This is pretty straightforward. The only person who necessarily gains knowledge on whether or not a creature within the radius of Zone of Truth has been affected by the spell, and therefore is or is not capable of lying, is the caster.
Since the character in question is not considered reliably honest by the others (that's why there's a question of honesty in the first place), the character's own word about whether or not they are affected by the spell is similarly unreliable. If that would work, they might as well not bother with Zone of Truth at all.
This is particularly true if you are hoping for others' views of this character to include a reputation similar to inability to lie. Aes Sedai cannot lie, with magical effects physically preventing them from directly expressing, verbally or in writing, something that they believe is untrue. Trying to use Zone of Truth in that way may even backfire-- without the spell being in effect, people may assume that the character is lying simply because they are eliding the situation in which lying would be impossible to get away with.

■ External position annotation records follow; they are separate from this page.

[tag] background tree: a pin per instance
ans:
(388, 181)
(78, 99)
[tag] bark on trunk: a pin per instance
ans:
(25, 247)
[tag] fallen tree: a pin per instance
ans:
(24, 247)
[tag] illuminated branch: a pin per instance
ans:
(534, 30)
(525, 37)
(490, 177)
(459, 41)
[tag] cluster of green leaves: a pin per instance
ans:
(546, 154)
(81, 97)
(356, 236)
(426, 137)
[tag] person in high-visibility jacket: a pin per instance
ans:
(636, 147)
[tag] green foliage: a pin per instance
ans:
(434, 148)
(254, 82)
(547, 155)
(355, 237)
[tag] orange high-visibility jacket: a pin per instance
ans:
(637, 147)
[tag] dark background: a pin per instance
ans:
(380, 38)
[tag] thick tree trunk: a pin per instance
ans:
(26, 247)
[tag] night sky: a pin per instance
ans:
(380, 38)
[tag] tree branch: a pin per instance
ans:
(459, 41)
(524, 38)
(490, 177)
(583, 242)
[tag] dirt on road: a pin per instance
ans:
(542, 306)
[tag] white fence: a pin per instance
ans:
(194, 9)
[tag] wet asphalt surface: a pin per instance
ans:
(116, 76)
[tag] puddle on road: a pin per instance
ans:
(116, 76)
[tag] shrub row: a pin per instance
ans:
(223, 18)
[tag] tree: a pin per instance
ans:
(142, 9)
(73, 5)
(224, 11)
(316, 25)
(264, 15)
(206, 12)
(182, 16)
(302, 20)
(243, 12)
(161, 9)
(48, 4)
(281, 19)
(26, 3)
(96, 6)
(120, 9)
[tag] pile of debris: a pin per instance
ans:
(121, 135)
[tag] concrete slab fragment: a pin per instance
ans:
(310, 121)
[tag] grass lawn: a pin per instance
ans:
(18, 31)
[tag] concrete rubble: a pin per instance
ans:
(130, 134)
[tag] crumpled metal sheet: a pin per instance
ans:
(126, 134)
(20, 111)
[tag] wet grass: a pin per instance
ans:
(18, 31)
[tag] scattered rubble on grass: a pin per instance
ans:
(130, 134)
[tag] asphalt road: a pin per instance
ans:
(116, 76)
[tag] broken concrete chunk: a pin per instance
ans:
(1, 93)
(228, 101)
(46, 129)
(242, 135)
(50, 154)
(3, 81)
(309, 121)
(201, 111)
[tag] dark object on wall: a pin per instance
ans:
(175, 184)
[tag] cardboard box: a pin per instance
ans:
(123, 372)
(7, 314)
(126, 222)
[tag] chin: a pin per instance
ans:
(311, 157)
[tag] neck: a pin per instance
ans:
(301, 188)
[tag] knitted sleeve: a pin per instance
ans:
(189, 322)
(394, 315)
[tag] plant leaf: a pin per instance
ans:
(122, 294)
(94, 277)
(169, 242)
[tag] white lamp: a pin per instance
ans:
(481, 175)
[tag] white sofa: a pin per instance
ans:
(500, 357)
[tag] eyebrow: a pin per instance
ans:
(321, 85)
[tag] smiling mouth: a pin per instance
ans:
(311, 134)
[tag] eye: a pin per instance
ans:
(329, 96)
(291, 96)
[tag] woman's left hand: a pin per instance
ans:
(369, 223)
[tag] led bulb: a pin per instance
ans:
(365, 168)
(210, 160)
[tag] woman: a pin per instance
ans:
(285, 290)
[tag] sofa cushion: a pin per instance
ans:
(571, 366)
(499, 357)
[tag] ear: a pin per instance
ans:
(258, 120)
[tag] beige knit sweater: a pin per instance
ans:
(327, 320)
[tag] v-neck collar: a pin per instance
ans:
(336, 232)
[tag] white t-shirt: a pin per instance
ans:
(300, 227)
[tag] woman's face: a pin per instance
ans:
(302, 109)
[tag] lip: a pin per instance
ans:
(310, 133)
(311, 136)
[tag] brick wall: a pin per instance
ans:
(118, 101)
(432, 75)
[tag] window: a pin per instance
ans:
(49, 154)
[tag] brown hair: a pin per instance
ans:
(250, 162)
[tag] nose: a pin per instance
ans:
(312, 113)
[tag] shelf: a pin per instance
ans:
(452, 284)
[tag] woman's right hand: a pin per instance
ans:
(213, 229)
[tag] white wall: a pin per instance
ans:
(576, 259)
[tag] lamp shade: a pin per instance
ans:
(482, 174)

The correct solution involving RAW Zone of Truth would be for the character to submit to another character casting the spell, perhaps repeatedly until the character fails the saving throw (voluntarily or otherwise). If your character is really focused on this, building them to be able to produce spell scrolls for Zone of Truth and then giving those scrolls to others so that the spell is as available as possible to other people might be the closest RAW solution involving this spell.
Other options in this area will certainly exist as well, but lie outside of the scope of this question. As quick examples, someone could cast Wish on a character to produce this effect, homebrew spells/curses/feats/magic items can impose it, and so on.
I've run NPCs with inability to lie as a trait, and found mechanics surrounding that to be unimportant (players don't trust them, much like Aes Sedai are not much trusted because they can be misleading without lying). The hard part is actually making sure they never lie, because the players/DM at the table have no constraints on lying whether a character does or not.